フェルマーの最終定理―ピュタゴラスに始まり、ワイルズが証明するまで

フェルマーの最終定理―ピュタゴラスに始まり、ワイルズが証明するまで

先日読んだ「暗号解読」で、すっかりサイモン・シンさん(及び翻訳の青木薫さん)に魅せられてしまったため、すぐさまこちらも読んでみました。またまた夢中になって一気読み。「終わるのがもったいない」と思わせてくれる一冊でした。


参考:フェルマーの最終定理(wikipedia)


フェルマーに提起された予想をワイルズが証明するまでの数学界の長く、ドラマチックな物語。数学苦手でも大丈夫です。すごく楽しいです。最後、ついに解き明かされる証明方法のエレガントなことといったら!


フェルマー予想が成り立たないとすると、得られる式は谷山=志村予想に反する」→「よって谷山=志村予想(の一部)が成り立つのなら、フェルマー予想は正しい」


もちろん本書では細かい数式までは触れられてませんし、書かれても分からなかったでしょうが、上の流れを知っただけでも感動ものでした。数百年前の孤立していると思われていた問題が、現代最先端の予想とリンクしていたとは! これが数学の醍醐味なんでしょうねえ。僕にも数学の才能があったらと思いますよ。日本人としては日本の数学者の名前が出ているところもうれしいではありませんか。

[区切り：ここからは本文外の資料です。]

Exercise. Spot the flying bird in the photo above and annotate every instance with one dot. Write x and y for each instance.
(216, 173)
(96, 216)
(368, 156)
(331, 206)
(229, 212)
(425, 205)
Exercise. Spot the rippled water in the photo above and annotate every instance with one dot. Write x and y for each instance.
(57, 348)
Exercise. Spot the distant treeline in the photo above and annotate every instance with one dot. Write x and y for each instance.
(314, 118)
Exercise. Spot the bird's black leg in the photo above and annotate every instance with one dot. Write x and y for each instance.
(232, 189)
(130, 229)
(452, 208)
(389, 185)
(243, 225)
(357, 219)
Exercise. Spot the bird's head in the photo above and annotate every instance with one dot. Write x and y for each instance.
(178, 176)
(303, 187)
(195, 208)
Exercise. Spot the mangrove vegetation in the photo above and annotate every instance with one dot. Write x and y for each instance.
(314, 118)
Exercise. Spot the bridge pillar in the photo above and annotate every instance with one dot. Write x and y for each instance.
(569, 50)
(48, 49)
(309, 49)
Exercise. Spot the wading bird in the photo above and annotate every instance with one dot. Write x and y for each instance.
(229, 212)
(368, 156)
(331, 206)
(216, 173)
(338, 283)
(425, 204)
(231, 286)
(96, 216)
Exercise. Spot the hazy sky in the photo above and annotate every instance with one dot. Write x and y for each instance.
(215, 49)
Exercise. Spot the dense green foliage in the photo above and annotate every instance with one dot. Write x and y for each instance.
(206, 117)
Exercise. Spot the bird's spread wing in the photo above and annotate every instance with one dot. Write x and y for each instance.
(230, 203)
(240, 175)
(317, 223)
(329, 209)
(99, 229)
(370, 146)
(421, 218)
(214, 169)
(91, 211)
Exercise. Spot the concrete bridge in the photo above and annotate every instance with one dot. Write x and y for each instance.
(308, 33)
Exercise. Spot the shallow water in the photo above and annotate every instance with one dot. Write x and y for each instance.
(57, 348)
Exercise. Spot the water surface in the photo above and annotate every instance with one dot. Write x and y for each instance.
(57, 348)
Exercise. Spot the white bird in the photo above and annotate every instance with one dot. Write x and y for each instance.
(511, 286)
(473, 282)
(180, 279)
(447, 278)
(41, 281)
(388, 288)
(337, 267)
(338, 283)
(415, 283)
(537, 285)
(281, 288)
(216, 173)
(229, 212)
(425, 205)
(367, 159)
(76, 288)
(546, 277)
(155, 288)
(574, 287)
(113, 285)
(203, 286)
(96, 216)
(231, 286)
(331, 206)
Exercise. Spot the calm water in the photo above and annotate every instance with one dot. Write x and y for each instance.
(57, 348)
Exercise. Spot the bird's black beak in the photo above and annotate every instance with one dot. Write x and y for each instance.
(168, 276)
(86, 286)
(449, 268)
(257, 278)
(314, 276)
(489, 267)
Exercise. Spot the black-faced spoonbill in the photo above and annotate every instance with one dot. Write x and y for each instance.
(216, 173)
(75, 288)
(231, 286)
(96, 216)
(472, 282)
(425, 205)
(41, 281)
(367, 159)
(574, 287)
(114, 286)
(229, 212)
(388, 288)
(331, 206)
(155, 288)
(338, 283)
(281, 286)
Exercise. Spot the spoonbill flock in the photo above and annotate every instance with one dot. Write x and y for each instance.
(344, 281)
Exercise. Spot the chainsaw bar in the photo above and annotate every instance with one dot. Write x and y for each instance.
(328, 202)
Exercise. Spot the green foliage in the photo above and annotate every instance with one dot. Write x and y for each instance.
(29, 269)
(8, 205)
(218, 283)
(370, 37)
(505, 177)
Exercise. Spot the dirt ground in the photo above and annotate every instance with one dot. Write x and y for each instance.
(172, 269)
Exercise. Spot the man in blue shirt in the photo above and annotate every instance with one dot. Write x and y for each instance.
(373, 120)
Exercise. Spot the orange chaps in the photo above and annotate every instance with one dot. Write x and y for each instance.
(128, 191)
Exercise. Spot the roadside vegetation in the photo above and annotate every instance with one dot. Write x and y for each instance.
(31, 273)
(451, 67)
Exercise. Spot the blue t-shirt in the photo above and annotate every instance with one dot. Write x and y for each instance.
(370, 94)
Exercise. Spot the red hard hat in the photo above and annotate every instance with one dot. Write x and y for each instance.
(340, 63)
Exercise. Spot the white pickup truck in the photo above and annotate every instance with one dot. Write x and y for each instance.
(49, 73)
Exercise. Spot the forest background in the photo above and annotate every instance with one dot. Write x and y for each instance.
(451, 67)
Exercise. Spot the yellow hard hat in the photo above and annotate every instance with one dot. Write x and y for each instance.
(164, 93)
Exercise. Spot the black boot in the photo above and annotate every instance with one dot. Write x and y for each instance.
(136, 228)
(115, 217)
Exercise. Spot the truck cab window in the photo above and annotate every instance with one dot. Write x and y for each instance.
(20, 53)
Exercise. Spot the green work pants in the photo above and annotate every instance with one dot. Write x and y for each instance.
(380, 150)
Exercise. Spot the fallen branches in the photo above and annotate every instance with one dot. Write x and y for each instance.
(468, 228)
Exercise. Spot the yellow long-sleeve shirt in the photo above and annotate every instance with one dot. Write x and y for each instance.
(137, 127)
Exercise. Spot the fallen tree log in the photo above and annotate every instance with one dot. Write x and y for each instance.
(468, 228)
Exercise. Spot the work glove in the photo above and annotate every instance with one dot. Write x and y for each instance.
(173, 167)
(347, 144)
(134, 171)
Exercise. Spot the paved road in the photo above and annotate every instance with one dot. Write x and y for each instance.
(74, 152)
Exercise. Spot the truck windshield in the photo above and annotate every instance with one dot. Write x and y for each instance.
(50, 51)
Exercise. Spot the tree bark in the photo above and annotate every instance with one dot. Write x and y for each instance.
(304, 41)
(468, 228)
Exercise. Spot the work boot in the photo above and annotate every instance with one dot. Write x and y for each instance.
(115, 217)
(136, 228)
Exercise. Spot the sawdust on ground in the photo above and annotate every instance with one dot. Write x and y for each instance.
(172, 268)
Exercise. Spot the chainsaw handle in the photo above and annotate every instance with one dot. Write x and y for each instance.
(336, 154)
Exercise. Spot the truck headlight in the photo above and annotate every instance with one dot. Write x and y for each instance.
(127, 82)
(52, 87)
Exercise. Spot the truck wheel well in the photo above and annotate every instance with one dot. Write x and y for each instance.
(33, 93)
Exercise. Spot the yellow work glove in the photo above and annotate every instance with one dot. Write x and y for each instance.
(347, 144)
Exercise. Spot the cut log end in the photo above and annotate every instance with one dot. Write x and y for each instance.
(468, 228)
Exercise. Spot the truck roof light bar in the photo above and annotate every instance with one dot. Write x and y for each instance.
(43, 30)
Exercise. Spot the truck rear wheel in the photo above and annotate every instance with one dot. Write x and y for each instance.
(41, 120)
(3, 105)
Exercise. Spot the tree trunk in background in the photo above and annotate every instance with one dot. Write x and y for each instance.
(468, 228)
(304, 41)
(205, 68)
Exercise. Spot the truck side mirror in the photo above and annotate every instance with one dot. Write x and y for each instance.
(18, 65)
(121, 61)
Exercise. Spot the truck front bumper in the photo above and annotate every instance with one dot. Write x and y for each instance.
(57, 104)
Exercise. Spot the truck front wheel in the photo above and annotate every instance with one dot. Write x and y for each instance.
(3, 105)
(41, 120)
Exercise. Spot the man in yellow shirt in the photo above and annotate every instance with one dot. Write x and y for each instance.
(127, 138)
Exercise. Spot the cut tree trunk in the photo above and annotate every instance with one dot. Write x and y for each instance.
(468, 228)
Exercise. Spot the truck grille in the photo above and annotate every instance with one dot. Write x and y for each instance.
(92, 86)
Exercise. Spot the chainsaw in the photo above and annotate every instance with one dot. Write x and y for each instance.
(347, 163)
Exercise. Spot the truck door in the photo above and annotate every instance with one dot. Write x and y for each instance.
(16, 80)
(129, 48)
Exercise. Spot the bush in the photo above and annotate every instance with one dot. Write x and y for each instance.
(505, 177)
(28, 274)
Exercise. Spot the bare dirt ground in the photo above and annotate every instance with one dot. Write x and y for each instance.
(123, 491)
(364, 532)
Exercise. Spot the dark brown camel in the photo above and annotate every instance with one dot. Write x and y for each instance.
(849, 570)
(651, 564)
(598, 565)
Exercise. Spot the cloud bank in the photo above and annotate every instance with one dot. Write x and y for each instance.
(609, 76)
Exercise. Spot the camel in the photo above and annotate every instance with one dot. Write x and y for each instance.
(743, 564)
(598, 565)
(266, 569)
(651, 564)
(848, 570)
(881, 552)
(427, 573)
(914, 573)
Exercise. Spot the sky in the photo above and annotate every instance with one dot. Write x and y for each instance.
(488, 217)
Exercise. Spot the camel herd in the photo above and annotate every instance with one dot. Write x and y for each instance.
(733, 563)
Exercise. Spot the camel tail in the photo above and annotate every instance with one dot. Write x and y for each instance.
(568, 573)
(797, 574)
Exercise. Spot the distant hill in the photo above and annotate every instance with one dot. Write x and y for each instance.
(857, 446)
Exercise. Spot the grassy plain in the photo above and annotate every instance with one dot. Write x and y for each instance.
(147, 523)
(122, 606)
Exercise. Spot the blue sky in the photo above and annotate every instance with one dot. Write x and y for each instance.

ちなみに、歴々の数学者がこんだけ苦労したとなると「フェルマーは本当にこれを証明できていたのか?」という疑問が当然出てくるわけですが、やっぱり「勘違い説」が有力なのですかねえ。そうなると彼の勘違いが数百年の努力と、結果としての実際の証明を生んだわけですから、不思議なものです。


本書では、次の注目問題として「ケプラー予想」をあげていますが、これは本書の執筆後に証明されてましたね。そちらのは別の著者の本で読みましたが、現代的にコンピュータの力業なところがあって、数学的にはいまいち面白くない証明と評判のようです。本書でも「4色問題」がコンピュータで解かれたことに触れ、時代が「エレガントな証明」から離れつつあることを示していました(こちらの本も読んでみたいなあ…… )。さて今後はどうなりますか。


ともあれ、僕はすっかりサイモンさんと青木さんのファンです。今度このコンビで宇宙論の新刊が出るらしいので楽しみですね。